Vida Pessoal e Conflitos

Vinicius casou nove vezes, com filhos de vários relacionamentos, incluindo Cristina Gurjão e a atriz Lola Gaos. Viveu intensamente: álcool, mulheres, noites cariocas. Diplomata até 1969, renunciou após críticas ao regime militar. Sofreu derrame em 1966, recuperando-se para shows.

Jobim casou duas vezes: com Thereza Hermanny (1956-1994, três filhos) e Teresa. Apaixonado por aviões, pilotou hidroaviões na década de 1960. Lutou contra obesidade e problemas cardíacos, operado várias vezes. Crítico do tropicalismo inicial, preferia a pureza da bossa.

Conflitos na dupla: desentendimentos sobre créditos ("Eu Sei que Vou Te Amar", 1970, gerou litígio resolvido em 1982). Vinicius acusou Jobim de apropriação em algumas melodias; Jobim retrucou sobre letras. Apesar disso, reconciliações públicas, como em 1979. Nenhum dos dois aderiu à ditadura (1964-1985), mas evitaram exílio direto. Vinicius compôs "Canto de Oxalá" (1964), sutilmente contestador. (198 palavras)

Legado e Relevância Atual (até 2026)

Até 2026, a bossa nova soma bilhões de streams no Spotify: "Garota de Ipanema" excede 1 bilhão.
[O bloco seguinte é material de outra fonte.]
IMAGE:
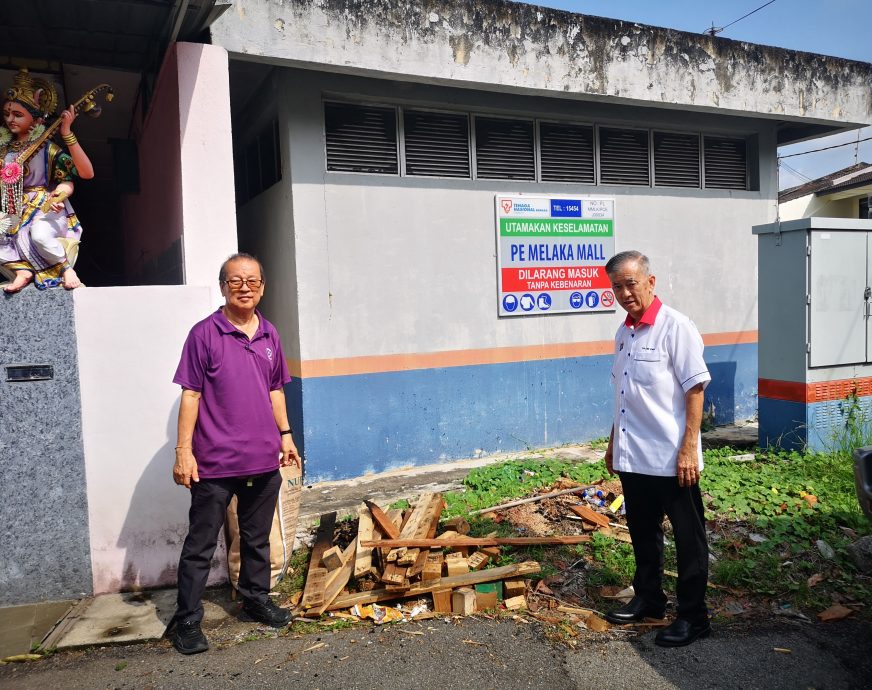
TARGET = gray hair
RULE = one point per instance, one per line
(222, 272)
(621, 258)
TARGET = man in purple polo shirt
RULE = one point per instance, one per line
(233, 436)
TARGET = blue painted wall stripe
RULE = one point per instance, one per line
(374, 422)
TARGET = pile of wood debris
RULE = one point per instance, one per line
(402, 555)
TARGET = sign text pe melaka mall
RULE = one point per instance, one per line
(552, 254)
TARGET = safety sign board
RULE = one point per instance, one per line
(552, 253)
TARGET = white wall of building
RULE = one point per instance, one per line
(391, 264)
(812, 206)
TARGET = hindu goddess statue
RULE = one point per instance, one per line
(37, 222)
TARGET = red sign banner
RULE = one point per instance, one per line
(554, 278)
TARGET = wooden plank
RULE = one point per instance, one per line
(456, 566)
(332, 558)
(477, 560)
(590, 515)
(365, 531)
(313, 592)
(394, 574)
(433, 568)
(382, 521)
(418, 526)
(484, 541)
(442, 601)
(336, 582)
(463, 601)
(531, 499)
(424, 554)
(514, 588)
(458, 524)
(418, 588)
(515, 603)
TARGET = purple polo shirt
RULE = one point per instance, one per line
(236, 434)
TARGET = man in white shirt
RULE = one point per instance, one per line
(659, 376)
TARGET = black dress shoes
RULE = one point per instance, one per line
(634, 612)
(681, 632)
(267, 613)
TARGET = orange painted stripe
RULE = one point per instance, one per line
(377, 364)
(807, 393)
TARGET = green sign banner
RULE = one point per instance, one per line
(529, 227)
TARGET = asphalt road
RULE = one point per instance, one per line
(476, 653)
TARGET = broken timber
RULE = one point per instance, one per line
(425, 587)
(313, 594)
(336, 580)
(388, 528)
(481, 541)
(363, 560)
(590, 515)
(531, 499)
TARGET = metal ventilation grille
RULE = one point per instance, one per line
(361, 138)
(566, 153)
(504, 149)
(437, 144)
(676, 160)
(624, 156)
(726, 163)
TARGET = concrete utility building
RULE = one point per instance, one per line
(358, 148)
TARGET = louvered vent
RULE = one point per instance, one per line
(504, 149)
(566, 153)
(726, 163)
(361, 138)
(437, 144)
(676, 160)
(624, 156)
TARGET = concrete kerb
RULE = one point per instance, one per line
(113, 620)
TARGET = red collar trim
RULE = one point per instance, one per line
(648, 317)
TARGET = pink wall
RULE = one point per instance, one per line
(186, 174)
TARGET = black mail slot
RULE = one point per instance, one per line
(29, 372)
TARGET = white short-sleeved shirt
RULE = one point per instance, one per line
(656, 363)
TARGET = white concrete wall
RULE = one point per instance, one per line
(129, 342)
(206, 149)
(811, 206)
(508, 46)
(391, 265)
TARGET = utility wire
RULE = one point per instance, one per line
(796, 172)
(713, 31)
(825, 148)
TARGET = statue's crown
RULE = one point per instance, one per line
(37, 94)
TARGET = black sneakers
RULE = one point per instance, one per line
(187, 638)
(267, 613)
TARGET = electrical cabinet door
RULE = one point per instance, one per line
(837, 282)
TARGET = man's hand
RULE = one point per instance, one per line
(290, 456)
(185, 469)
(688, 466)
(610, 460)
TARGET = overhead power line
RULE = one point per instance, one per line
(825, 148)
(715, 30)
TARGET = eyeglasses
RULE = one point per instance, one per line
(236, 283)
Tributos incluem "Jobim 90 Anos" (2017, concerto no Carnegie Hall) e "Vinicius 100 Anos" (2013, com shows globais).

Museus: Casa de Vinicius (Rio, aberta 2000); memorial Jobim no Aeroporto de Santos Dumont. Filmes: "Vinicius" (2005, documentário); "Jobim" (série HBO, 2021). Influenciam artistas como Norah Jones, Bebel Gilberto e Anavitória.
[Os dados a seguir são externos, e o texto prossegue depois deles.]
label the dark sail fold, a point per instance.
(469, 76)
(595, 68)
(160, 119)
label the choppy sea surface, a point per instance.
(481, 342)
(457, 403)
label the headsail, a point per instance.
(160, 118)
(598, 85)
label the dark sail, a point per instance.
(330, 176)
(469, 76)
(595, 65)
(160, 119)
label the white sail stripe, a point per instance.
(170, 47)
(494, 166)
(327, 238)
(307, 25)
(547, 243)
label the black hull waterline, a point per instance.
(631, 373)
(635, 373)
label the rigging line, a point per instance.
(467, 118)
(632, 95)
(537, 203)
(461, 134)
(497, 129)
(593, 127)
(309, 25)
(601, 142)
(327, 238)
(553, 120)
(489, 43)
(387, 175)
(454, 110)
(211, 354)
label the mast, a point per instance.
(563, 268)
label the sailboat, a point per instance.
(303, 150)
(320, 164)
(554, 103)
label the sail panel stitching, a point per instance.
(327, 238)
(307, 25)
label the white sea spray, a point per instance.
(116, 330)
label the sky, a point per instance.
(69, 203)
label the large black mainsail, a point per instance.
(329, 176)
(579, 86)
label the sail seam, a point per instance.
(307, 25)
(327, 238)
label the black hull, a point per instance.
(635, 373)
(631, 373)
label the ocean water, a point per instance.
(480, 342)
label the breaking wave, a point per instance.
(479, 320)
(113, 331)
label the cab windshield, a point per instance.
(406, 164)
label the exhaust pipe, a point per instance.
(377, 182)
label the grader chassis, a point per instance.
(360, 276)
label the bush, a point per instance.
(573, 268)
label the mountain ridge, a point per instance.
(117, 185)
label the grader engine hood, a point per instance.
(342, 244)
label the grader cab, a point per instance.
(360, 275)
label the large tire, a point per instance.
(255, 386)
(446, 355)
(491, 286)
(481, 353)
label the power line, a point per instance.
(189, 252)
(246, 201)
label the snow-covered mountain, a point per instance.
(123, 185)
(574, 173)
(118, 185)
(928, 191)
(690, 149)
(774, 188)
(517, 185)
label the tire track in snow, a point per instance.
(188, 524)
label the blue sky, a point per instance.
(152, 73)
UNESCO reconheceu bossa nova como patrimônio imaterial em 2012 (indireto via samba). Em 2024, Grammy Latino premiu álbuns-tributo. Sua obra permanece em trilhas de "Mad Men" (2007-2015) e "La La Land" (2016, eco em harmonias). Representam o "milagre econômico" brasileiro dos 1960, projetando sofisticação cultural. Sem eles, MPB seria outra. (311 palavras)
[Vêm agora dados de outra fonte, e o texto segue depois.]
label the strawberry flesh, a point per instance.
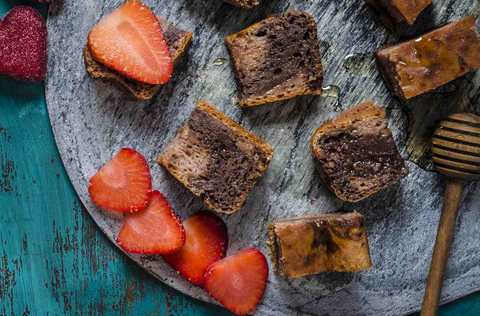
(155, 230)
(238, 282)
(130, 41)
(23, 44)
(206, 242)
(123, 184)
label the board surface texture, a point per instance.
(92, 120)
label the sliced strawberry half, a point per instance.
(130, 41)
(123, 184)
(206, 242)
(238, 282)
(155, 230)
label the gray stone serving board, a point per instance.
(93, 119)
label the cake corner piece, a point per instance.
(356, 153)
(431, 60)
(332, 242)
(294, 46)
(216, 159)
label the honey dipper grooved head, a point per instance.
(456, 146)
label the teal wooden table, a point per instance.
(53, 258)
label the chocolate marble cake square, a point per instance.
(401, 11)
(216, 159)
(332, 242)
(423, 64)
(357, 154)
(277, 59)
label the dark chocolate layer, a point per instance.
(231, 170)
(360, 157)
(276, 57)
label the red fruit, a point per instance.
(23, 44)
(123, 184)
(206, 242)
(155, 230)
(238, 281)
(130, 40)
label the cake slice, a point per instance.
(277, 59)
(401, 11)
(247, 4)
(178, 42)
(332, 242)
(423, 64)
(357, 154)
(216, 159)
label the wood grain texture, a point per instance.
(92, 120)
(441, 251)
(53, 258)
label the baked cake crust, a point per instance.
(277, 59)
(216, 159)
(332, 242)
(357, 154)
(423, 64)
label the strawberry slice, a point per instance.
(155, 230)
(206, 242)
(238, 281)
(123, 184)
(130, 41)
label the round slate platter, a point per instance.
(93, 119)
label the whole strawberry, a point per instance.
(23, 44)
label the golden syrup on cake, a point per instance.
(358, 64)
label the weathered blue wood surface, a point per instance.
(53, 258)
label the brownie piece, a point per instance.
(247, 4)
(332, 242)
(216, 159)
(357, 154)
(178, 42)
(401, 11)
(277, 59)
(432, 60)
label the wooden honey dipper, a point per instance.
(456, 155)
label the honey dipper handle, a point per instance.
(446, 228)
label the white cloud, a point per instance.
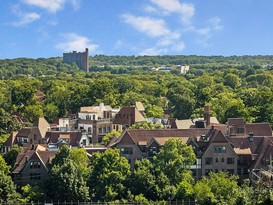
(75, 42)
(150, 26)
(24, 18)
(50, 5)
(215, 23)
(185, 10)
(76, 4)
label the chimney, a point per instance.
(207, 114)
(250, 136)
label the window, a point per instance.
(127, 150)
(89, 129)
(230, 160)
(207, 171)
(221, 149)
(154, 150)
(35, 165)
(231, 171)
(208, 161)
(35, 176)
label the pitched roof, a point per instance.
(238, 122)
(73, 136)
(33, 153)
(141, 135)
(43, 125)
(218, 137)
(259, 129)
(11, 140)
(128, 116)
(162, 140)
(239, 151)
(140, 107)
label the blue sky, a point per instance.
(47, 28)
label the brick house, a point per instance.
(31, 167)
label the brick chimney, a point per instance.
(207, 114)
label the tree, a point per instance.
(142, 179)
(10, 156)
(185, 187)
(66, 183)
(174, 158)
(153, 111)
(232, 80)
(109, 136)
(109, 172)
(219, 188)
(145, 125)
(7, 188)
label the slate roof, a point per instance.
(73, 136)
(140, 107)
(238, 122)
(11, 140)
(94, 109)
(128, 116)
(141, 135)
(259, 129)
(43, 125)
(33, 152)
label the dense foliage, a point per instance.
(233, 86)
Pensamentos de Tom Jobim e Vinicius de Moraes

Algumas das citações mais marcantes do autor.

"A INSENSATEZ Ah, insensatez que você fez Coração mais sem cuidado Fez chorar de dor o seu amor Um amor tão delicado Ah, por que você foi fraco assim Assim tão desalmado Ah, meu coração, quem nunca amou Não merece ser amado Vai, meu coração, ouve a razão Usa só sinceridade Quem semeia vento, diz a razão Colhe sempre tempestade Vai, meu coração, pede perdão Perdão apaixonado Vai, porque quem não pede perdão Não é nunca perdoado"
"Eu não existo sem você Eu sei e você sabe, já que a vida quis assim Que nada nesse mundo levará você de mim Eu sei e você sabe que a distância não existe Que todo grande amor Só é bem grande se for triste Por isso, meu amor Não tenha medo de sofrer Que todos os caminhos Me encaminham pra você Assim como o oceano Só é belo com luar Assim como a canção Só tem razão se se cantar Assim como uma nuvem Só acontece se chover Assim como o poeta Só é grande se sofrer Assim como viver Sem ter amor não é viver Não há você sem mim Eu não existo sem você"
"Canção Da Eterna Despedida A noite é linda inda palpita no mar a lua cheia a se esvair em luar Vem, ó minha amada e fica linda e sem véu como essa lua no céu Eu sou o mar Ó meu amor, diz que sim E vem pousar o teu luar sobre mim Vem que todo dia cada noite tem um fim só para nos separar Ai, minha amada madrugada chegou e a sua luz me diz que devo partir Mas meu coração não compreende a razão de me arrancarem de ti É tanta a mágoa desta separação que já meu corpo chora a falta do teu Que esses cantos meus são como prantos de adeus por me arrancarem de ti."